File metadata and controls

54 lines (32 loc) · 3.97 KB

Knapsack Problem

The area of Knapsack problems is one of the most active research areas of combinatorial optimization. The problem is to maximise the value of items placed in a knapsack given the constraint that the total weight of items cannot exceed some limit.

Example

For our challenge, we use a version of the knapsack problem with configurable difficulty, where the following two parameters can be adjusted in order to vary the difficulty of the challenge:

  • Parameter 1: $num\textunderscore{ }items$ is the number of items from which you need to select a subset to put in the knapsack.
  • Parameter 2: $better\textunderscore{ }than\textunderscore{ }baseline \geq 1$ is the factor by which a solution must be better than the baseline value [link TIG challenges for explanation of baseline value].

The larger the $num\textunderscore{ }items$, the more number of possible $S_{knapsack}$, making the challenge more difficult. Also, the higher $better\textunderscore{ }than\textunderscore{ }baseline$, the less likely a given $S_{knapsack}$ will be a solution, making the challenge more difficult.

The weight $w_j$ of each of the $num\textunderscore{ }items$ is an integer, chosen independently, uniformly at random, and such that each of the item weights $1 <= w_j <= 50$, for $j=1,2,...,num\textunderscore{ }items$. The values of the items $v_j$ are similarly selected at random from the same distribution.

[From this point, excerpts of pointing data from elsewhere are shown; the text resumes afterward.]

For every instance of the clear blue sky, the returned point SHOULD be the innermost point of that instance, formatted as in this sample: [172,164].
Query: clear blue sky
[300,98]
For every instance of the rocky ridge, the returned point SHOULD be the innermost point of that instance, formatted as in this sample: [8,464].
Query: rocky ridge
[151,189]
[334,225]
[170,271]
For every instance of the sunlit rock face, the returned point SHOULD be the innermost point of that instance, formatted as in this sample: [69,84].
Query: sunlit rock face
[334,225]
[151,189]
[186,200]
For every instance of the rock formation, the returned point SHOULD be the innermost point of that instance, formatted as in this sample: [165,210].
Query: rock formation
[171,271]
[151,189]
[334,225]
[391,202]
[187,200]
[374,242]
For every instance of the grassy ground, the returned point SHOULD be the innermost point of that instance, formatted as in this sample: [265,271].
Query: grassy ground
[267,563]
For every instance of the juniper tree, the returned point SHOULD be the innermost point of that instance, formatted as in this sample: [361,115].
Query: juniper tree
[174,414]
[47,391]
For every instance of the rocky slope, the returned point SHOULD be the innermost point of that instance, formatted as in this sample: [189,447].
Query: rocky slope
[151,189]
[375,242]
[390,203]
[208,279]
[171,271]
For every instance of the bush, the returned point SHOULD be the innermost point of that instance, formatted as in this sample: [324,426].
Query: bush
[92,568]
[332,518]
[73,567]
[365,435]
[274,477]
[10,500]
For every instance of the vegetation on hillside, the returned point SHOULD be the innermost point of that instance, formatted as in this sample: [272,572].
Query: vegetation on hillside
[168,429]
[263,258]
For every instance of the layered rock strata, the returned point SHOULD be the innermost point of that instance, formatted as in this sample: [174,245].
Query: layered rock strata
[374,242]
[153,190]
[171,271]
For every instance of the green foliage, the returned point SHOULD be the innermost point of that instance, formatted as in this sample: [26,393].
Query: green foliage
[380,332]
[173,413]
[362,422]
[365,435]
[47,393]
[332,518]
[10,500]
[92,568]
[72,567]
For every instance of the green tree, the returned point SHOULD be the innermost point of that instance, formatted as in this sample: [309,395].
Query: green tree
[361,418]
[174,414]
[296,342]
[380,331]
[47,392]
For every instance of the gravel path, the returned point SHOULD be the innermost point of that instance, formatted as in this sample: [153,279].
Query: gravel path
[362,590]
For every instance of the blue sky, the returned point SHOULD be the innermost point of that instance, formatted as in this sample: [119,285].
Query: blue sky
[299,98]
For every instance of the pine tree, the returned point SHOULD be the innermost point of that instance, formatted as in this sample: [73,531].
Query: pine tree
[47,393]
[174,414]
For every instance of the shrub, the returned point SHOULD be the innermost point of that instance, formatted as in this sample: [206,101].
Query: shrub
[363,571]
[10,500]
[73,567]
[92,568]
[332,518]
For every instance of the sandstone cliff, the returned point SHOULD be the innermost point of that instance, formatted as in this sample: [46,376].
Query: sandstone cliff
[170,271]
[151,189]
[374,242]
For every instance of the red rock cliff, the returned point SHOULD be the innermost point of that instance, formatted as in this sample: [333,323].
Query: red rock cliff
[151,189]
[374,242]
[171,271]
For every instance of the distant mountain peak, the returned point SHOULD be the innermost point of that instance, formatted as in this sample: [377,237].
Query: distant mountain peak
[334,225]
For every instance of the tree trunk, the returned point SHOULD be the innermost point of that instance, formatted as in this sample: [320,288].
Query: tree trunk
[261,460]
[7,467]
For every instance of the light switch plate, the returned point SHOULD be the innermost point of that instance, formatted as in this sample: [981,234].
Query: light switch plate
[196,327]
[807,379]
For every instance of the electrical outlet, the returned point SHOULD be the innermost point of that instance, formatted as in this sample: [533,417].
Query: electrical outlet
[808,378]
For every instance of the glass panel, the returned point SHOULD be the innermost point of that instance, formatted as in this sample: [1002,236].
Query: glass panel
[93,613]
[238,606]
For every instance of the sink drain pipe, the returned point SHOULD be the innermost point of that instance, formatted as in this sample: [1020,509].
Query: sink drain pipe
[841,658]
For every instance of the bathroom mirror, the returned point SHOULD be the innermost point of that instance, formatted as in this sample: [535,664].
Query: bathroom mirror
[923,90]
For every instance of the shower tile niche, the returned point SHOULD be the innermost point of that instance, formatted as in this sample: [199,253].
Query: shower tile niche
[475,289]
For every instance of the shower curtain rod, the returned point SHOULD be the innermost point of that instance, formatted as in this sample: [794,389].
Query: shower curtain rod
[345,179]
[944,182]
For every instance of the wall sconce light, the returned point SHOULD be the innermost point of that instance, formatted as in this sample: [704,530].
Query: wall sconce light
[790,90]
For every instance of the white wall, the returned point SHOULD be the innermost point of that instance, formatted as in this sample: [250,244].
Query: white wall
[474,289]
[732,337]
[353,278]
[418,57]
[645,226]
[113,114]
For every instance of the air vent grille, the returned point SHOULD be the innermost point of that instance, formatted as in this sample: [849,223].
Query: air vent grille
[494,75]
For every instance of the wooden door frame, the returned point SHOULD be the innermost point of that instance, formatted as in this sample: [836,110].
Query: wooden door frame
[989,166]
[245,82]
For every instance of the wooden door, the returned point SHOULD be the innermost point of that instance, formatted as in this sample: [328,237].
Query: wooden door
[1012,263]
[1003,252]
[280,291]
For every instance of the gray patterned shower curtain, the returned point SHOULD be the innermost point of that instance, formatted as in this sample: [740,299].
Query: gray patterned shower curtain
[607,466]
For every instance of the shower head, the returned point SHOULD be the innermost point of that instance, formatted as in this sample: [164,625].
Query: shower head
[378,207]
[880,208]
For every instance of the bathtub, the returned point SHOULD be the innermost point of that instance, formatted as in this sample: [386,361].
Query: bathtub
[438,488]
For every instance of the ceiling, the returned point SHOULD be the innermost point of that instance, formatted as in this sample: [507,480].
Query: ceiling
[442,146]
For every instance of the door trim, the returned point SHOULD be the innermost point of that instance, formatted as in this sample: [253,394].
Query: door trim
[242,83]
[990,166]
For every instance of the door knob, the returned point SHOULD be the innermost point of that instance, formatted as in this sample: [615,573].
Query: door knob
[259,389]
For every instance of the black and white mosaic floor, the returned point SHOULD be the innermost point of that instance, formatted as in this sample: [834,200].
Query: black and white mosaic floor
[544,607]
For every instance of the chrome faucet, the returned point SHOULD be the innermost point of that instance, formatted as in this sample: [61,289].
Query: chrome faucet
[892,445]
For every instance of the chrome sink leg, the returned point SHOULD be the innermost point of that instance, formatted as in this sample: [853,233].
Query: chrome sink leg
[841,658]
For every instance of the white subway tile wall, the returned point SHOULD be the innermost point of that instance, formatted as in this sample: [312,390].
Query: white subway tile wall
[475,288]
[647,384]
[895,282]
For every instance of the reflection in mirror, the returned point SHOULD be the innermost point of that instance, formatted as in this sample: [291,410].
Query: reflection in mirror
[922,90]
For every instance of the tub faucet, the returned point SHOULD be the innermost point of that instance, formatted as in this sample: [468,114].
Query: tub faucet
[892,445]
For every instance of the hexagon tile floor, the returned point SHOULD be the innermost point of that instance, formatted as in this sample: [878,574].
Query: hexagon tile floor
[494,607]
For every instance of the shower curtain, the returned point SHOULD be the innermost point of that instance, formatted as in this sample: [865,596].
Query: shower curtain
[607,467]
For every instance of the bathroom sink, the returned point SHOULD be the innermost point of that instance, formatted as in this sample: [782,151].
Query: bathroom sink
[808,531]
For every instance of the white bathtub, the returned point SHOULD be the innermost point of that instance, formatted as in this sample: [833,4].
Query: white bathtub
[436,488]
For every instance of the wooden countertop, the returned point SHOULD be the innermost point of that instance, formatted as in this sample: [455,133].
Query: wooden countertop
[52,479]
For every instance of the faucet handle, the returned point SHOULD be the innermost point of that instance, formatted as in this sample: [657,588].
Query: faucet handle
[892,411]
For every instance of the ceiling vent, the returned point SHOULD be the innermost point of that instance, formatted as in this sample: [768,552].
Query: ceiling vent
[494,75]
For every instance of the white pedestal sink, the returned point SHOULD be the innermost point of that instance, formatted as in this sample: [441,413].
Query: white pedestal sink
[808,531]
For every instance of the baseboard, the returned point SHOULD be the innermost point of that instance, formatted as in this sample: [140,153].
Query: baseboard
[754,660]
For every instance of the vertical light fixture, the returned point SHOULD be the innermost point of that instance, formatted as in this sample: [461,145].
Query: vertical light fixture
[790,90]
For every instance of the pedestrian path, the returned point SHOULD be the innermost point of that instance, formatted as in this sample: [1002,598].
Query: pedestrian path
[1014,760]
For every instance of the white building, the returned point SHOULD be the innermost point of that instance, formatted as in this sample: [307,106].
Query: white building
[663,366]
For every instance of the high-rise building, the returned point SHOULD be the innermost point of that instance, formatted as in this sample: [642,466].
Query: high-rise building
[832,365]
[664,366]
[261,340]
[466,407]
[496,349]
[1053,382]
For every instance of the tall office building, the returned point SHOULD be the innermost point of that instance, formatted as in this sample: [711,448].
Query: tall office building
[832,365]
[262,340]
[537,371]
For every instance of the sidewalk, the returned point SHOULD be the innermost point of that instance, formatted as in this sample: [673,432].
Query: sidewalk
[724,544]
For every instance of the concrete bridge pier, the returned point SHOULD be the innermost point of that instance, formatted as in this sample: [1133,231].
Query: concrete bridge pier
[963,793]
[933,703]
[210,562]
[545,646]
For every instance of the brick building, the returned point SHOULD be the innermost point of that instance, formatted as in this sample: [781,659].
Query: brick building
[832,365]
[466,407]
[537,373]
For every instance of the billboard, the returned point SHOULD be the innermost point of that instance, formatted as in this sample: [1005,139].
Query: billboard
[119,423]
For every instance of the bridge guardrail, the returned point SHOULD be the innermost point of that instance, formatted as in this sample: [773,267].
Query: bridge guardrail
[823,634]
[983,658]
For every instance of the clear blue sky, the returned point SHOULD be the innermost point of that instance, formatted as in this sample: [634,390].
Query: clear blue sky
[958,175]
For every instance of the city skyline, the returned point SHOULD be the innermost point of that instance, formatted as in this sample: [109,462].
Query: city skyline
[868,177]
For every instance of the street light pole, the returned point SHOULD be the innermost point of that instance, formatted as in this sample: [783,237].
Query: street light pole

We impose a weight constraint $W(S_{knapsack}) <= 0.5 \cdot W(S_{all})$, where the knapsack can hold at most half the total weight of all items.

Consider an example of a challenge instance with num_items=6 and better_than_baseline = 1.09. Let the baseline value be 100:

weights = [48, 20, 39, 13, 25, 16]
values = [24, 42, 27, 31, 44, 31]
max_weight = 80
min_value = baseline*better_than_baseline = 109

The objective is to find a set of items where the total weight is at most 80 but has a total value of at least 109.

Now consider the following selection:

selected_items =  [1, 3, 4, 5]

When evaluating this selection, we can confirm that the total weight is less than 80, and the total value is more than 109, thereby this selection of items is a solution:

  • Total weight = 20 + 13 + 25 + 16 = 74
  • Total value = 42 + 31 + 44 + 31 = 148

Our Challenge

In TIG, the baseline value is determined by a greedy algorithm that simply iterates through items sorted by value to weight ratio, adding them if knapsack is still below the weight constraint.

Applications

The Knapsack problems have a wide variety of practical applications. The use of knapsack in integer programming led to break thoughs in several disciplines, including energy management and cellular network frequency planning.

Although originally studied in the context of logistics, Knapsack problems appear regularly in diverse areas of science and technology. For example, in gene expression data, there are usually thousands of genes, but only a subset of them are informative for a specific problem. The Knapsack Problem can be used to select a subset of genes (items) that maximises the total information (value) without exceeding the limit of the number of genes that can be included in the analysis (weight limit).

Gene Clustering

Figure 2: Microarray clustering of differentially expressed genes in blood. Genes are clustered in rows, with red indicating high expression, yellow intermediate expression and blue low expression. The Knapsack problem is used to analyse gene expression clustering.